La tercera reacción frente a 1968 es la defensa principista de su imaginario y formas. Este tipo de asimilación distintiva de la militancia de izquierda defiende al 68 como un modelo para ejercer la política bajo principios radicalmente democráticos y horizontes utópicos. Al amparo de estos presupuestos, los activistas de izquierda incorporamos una militancia sacrificial – por momentos, rayando en el martirologio– bajo esquemas que presuponemos como garantes de una democracia directa pero que, ante la ausencia de ciertos requerimientos, se vuelven liturgias. Vale añadir que la incorporación de este habitus militante muchas veces redunda en la propagación de lógicas machistas que saturan los espacios de deliberación.

¿Cuándo un paro estudiantil deja de ser una acción aglutinadora para convertirse en factor de desorganización y escepticismo? ¿Bajo qué condiciones y procedimientos una asamblea es un espacio democrático y cuándo se convierte en lo contrario?  El atrincheramiento principista de ciertos usos y costumbres, más los apegos identitarios (“nosotros los activistas, ustedes los autoritarios”), ayudan poco para poder plantear como legítimas estas preguntas.

Hoy en día existen otro tipo de militancias que redimensionan su actuar. El feminismo y el ecologismo se están actualizando como banderas políticas radicales y masivas gracias a sus nuevas interpelaciones a la sociedad. Ambas transitaron por momentos en que sus definiciones y militancias se aferraban a identidades e inercias; ahora sus cuestionamientos son más incisivos con los problemas comunes que padecemos y empáticos con los sujetos que los pueden solucionar —interseccionalidad, le llaman algunas teóricas del feminismo—. No estaría de más tomar estos ejemplos para buscar redimensionar al necesario activismo en las preparatorias y universidades.
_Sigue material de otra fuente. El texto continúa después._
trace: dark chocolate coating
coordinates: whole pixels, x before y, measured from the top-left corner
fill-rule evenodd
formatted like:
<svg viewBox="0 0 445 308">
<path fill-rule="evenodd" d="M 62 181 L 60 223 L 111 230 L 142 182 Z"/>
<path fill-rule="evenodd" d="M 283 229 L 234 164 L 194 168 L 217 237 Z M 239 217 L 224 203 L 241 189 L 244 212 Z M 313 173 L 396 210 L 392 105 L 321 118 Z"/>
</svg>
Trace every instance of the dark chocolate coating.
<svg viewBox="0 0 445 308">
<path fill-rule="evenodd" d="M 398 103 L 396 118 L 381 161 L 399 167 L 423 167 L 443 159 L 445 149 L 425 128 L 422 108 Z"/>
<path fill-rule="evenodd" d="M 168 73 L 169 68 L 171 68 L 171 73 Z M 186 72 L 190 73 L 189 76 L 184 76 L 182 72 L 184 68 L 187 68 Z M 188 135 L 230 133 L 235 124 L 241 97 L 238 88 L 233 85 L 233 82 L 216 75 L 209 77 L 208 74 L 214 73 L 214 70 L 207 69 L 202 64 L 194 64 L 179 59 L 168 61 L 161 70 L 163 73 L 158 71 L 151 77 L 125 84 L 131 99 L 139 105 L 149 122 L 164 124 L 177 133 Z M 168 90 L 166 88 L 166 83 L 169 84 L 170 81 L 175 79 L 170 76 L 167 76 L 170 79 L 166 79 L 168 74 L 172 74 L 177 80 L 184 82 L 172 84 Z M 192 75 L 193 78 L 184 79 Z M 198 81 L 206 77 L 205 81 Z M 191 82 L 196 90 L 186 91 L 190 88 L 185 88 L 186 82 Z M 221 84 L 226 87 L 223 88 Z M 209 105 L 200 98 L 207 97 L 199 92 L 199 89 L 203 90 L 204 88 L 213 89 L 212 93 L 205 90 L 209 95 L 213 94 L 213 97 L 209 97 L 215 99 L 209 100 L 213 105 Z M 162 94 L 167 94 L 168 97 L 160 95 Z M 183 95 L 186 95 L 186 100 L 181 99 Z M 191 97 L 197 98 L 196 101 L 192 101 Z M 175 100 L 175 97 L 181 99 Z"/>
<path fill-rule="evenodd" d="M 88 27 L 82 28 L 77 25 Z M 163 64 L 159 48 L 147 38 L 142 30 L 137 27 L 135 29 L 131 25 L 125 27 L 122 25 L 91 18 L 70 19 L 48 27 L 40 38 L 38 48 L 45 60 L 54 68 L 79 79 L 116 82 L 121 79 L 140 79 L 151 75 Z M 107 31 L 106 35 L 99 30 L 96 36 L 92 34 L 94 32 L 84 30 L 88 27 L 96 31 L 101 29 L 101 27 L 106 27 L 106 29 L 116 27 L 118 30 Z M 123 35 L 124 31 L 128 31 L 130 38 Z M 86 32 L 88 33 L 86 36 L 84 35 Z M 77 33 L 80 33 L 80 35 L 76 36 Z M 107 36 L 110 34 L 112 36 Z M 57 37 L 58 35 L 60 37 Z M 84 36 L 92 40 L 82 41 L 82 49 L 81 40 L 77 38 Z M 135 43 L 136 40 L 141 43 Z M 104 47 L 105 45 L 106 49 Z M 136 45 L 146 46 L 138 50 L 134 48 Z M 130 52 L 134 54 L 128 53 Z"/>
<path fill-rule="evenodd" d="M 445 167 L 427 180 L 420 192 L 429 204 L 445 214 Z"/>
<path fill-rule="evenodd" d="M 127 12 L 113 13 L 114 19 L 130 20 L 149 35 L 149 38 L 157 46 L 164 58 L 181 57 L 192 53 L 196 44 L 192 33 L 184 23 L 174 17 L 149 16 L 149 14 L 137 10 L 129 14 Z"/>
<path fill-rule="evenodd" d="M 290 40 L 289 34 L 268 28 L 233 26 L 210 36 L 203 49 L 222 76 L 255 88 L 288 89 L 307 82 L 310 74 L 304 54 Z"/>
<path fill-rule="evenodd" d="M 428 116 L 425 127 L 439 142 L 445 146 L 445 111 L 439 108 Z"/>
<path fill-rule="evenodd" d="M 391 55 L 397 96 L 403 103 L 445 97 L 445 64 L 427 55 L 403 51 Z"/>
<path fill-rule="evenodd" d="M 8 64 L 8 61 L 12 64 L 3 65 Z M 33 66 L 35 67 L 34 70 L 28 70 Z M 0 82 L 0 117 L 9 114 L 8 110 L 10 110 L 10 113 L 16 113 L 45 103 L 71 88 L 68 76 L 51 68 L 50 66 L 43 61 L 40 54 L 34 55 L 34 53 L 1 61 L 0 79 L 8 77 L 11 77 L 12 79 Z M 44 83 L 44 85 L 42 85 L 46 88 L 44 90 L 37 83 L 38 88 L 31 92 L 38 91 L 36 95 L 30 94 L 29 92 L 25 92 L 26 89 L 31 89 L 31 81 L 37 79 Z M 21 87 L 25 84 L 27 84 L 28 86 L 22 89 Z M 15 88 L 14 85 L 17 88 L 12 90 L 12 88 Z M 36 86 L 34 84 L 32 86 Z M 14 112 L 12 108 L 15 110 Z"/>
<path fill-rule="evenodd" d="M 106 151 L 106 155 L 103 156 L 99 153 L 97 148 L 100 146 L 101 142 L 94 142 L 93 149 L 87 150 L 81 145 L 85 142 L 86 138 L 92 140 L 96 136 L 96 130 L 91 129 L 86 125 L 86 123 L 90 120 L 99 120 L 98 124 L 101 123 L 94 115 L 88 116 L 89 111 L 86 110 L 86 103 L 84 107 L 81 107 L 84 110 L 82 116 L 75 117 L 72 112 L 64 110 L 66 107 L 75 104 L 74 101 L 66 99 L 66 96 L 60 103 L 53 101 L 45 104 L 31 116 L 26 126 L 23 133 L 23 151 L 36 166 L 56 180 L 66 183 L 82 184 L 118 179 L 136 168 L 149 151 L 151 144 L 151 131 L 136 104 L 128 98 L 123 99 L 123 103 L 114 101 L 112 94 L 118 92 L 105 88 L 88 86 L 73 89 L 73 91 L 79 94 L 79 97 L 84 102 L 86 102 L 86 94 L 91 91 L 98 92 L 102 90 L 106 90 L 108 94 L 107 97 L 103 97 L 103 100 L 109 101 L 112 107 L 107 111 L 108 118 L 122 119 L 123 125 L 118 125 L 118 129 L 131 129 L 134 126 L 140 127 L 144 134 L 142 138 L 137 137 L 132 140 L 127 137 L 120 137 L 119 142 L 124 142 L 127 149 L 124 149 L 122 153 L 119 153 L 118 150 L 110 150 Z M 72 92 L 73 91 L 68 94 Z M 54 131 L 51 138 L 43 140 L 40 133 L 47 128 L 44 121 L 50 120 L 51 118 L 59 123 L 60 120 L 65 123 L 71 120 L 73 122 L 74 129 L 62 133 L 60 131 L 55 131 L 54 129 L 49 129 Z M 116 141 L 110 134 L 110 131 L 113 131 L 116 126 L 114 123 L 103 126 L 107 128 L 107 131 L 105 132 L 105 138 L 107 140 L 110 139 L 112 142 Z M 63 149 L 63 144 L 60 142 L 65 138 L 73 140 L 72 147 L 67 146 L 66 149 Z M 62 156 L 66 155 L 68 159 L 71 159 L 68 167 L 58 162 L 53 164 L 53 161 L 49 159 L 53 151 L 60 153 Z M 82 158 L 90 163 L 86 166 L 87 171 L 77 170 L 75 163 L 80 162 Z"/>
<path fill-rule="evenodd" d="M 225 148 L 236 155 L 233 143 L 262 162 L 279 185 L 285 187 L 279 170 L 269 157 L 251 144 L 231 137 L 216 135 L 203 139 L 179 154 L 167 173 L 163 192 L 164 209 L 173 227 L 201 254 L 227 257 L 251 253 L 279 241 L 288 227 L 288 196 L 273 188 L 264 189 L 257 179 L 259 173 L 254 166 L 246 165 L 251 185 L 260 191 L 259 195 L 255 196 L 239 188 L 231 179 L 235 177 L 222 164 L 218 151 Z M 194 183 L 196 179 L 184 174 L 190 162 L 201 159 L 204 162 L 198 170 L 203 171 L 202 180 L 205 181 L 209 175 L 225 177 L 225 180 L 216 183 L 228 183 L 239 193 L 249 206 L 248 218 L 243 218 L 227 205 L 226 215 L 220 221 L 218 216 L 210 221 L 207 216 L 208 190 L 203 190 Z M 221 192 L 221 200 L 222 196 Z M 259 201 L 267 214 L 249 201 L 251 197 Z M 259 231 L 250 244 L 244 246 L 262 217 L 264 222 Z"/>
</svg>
Algo que no genera sospechas, pero que vale la pena recordar, es cómo los seis puntos del pliego petitorio del Consejo Nacional de Huelga (CNH) fueron efectivos al cuestionar el autoritarismo silencioso que México vivía en esos años. La mejor comprobación de su eficacia fue la simpatía que recibieron los estudiantes, cuestionando la democracia formal que se vendía y anhelando lo que José Revueltas conceptualizó como una democracia sustantiva. Creo que, como lo expresa Rafael Mondragón en su texto sobre la educación, la escuela todavía es un espacio social capaz de urdir ese tipo de utopías y restablecer el tejido comunitario.

Las “acciones directas” del último 2 de octubre se preocuparon poco por la empatía social y priorizaron la satisfacción individual, simbólica y efectista. Los impulsos detrás podrían estar emparentados con la senda new age que asimiló el impulso del 68; en este caso, bajo la compulsión de visibilidad y consumo en las plataformas digitales y azuzados por la presencia de medios de comunicación. La conmemoración del movimiento estudiantil y popular de 1968 acabó en verdadera farsa cuando un gobierno —que se niega a reconocer sus funciones de Estado—, colocó a burócratas de la ciudad de México como escudos humanos entre los encapuchados y sus blancos de piedra y cristal.

Todos tenemos el derecho a sospechar sobre los derroteros que ha seguido el espíritu del 68: una actitud sana de la izquierda es la revisión crítica de sus símbolos e inercias. Sin embargo, hoy que se da una situación inusitada en la que, tanto gobierno como manifestantes asumen al movimiento estudiantil como parte de su patrimonio militante, bien haríamos en revisar sin cortapisas qué estamos haciendo con el espacio público y el derecho a protestar que esa generación ganó y nos legó.